# Detomaso Savona - Review



## iloper (Dec 16, 2003)

Hi you all

I know i promised a review a while ago but i wanted the watch to bed in after arriving when i made that post.

So, the review made with my limited knowledge and my bad technical english:

Watch. DeTomaso Savona

Cal: Asian Seagull TY3600

Weight: 77g

Size: 44mm w/o crown

Glass: Mineral front and rear slighly domed in the front

Power Reserve: more than 44h (still don't know how much, but sometimes above and sometimes less)

Water Resitant: 3ATM

The watch is made by Seagull and rebranded DeTomaso, a german(i think) trader that is making more interesting watches everyday. This and the San Remo with the Citizen cal or the Seiko Solar one are great value for money(aside from the hype the brand is having with the trader selling them on ebay all above the 100e marker)

But the Savona... I bought it because i always loved the 9h sub seconds pilot watch and when i saw this at the price it was going just before the time expired made me bid on it immediately. The exhibition caseback with a beautifully decorated movement made me fall for it, and that was it really.

But when the wacth arrived to me in a specific box, with papers and arrived in 4 days i could not believe it. When i opened it and saw that the watch was interesting, the caseback exceeded my expectations, the watch was light and it had a good size and wristband i knew i had made a great deal on this watch.

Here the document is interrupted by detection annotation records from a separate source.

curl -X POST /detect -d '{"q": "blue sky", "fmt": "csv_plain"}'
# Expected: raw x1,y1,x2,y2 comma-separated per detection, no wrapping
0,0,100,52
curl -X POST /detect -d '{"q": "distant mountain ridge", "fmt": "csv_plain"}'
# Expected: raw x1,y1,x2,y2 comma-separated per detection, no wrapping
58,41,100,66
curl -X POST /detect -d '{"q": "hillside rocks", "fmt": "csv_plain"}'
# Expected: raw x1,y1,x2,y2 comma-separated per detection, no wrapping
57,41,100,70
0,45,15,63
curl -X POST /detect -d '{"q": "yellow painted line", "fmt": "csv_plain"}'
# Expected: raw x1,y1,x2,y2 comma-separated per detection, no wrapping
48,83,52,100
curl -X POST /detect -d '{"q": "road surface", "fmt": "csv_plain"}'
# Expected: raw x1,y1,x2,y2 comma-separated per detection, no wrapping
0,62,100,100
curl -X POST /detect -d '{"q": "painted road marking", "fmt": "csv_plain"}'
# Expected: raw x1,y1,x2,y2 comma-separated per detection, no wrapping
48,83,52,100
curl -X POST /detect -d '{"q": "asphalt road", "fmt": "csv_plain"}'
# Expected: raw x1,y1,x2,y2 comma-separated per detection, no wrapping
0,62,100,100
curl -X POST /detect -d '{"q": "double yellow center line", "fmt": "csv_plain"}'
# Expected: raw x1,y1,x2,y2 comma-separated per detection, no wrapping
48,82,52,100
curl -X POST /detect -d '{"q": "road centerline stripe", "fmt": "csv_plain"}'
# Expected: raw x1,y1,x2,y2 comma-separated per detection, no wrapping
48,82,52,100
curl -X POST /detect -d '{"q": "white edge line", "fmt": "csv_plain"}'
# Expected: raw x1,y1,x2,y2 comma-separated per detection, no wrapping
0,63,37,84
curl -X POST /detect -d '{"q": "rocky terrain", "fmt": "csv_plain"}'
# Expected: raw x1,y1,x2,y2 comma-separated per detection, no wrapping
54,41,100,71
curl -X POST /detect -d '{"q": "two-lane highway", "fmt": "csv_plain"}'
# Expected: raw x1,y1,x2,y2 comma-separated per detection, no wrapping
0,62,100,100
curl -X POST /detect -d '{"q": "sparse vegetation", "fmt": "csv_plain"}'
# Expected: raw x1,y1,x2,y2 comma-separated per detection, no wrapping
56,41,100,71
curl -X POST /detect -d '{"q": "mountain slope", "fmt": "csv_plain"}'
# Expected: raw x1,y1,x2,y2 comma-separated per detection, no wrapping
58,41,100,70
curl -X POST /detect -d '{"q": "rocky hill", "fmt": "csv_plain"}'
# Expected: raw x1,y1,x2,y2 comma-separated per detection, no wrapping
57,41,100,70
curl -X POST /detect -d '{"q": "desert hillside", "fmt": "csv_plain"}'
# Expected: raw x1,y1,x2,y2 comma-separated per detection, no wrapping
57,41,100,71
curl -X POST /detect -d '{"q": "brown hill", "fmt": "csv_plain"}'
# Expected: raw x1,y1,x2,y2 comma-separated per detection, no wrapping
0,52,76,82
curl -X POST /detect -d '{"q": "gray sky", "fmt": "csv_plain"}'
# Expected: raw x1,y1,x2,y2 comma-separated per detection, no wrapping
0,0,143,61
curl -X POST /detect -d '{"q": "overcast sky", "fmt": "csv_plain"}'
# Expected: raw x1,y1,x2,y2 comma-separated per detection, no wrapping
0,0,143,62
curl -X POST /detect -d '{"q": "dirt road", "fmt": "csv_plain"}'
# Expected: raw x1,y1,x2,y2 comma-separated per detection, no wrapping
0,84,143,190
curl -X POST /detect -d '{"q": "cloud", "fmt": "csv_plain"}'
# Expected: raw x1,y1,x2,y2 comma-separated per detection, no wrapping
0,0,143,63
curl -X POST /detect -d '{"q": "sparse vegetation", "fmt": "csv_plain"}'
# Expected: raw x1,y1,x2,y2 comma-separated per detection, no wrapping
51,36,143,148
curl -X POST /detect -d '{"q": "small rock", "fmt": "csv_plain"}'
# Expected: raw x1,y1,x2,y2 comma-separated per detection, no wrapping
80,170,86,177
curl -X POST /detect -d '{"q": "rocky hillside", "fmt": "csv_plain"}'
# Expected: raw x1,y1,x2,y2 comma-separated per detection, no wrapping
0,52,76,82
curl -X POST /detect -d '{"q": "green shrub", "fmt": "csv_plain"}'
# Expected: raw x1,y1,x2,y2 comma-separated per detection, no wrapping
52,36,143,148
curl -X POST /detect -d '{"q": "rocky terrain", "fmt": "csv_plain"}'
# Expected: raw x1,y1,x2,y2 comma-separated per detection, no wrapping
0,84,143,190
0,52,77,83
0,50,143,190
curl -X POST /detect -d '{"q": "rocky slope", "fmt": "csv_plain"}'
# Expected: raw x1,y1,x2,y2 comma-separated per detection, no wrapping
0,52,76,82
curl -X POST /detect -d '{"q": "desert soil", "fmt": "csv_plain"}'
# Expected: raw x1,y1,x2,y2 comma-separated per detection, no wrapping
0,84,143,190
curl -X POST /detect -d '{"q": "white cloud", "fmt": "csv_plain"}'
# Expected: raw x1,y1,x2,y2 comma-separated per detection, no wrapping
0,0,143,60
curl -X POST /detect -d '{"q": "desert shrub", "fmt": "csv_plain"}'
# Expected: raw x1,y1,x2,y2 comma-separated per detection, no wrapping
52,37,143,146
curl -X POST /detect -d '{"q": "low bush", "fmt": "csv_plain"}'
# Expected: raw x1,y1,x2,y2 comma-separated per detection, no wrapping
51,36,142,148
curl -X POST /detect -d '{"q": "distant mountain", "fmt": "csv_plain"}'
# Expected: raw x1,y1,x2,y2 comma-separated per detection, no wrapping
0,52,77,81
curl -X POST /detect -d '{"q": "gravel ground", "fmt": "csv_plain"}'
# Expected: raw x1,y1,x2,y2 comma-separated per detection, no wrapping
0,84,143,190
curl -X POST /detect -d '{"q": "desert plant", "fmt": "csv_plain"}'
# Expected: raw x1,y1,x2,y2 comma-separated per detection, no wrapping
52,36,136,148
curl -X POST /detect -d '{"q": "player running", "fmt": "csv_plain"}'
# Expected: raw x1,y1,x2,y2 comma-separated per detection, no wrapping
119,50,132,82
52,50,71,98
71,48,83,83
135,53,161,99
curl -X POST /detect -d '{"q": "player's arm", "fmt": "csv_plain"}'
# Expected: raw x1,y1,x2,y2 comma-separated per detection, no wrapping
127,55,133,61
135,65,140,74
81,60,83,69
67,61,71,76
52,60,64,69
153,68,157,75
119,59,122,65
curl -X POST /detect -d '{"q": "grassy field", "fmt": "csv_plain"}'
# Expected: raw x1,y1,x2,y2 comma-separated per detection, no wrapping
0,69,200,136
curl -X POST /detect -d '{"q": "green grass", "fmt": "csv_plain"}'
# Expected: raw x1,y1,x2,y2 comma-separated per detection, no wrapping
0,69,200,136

Is it the bargain of the century in watchmaking? Yes... And i will explain why. As some of you know i was in love this the Maurice Lacroix Pontos Small Seconds. That watch has a asking price of over 1200e (in the right places. i've seen it below 2000e in some stores) and what i loved on it was the caseback view. Does the Savona has super good materials as the Pontos? No. Has it a better rear view than the Pontos? No... Is it a watch that could be sold to the public above the 500e marker with another brand on it? Yes... And i bought it for 3,5% of the price of a Pontos...

Is this a serious threat to the Swiss Watchmaking Industry? Yes. And with the Swacth group not selling so much ETAs, expect the chinese to start making more and more developments on their calibers and soon well have a lot of good mechanical watches with these ones...

It's sad, because the Swiss dont get it. I know sales in the moment are rising, specially selling to the Chinese market. But and when the chinese start making their watches? How will it be?

Is this the quartz Era all over again? Please let me know. I'm just guessing...

The Savona:

Case: 7/10

Movement: 8/10 -20s a day

Crown: 5/10 doesn't have the right feel when winding

Lume: 6/10 nice when charged. goes away too fast

Dial: 7/10

Band: 8/10 really comfy

Hands: 7/10

Build Quality: 7/10

Glass: 6/10 no anti-glare whatsoever

Legibility: 9/10

Overall: 70/100


----------



## iloper (Dec 16, 2003)

New Pictures of some detailling


----------



## iloper (Dec 16, 2003)




----------



## iloper (Dec 16, 2003)

you're welcome


----------



## knightrider (Jan 1, 2011)

Thanks for the review


----------



## Guest (Dec 11, 2012)

Nice review and yes, it's a very good price as the Seagull is a little more than the buy it now price of this one. It's a little big though at 44mm


----------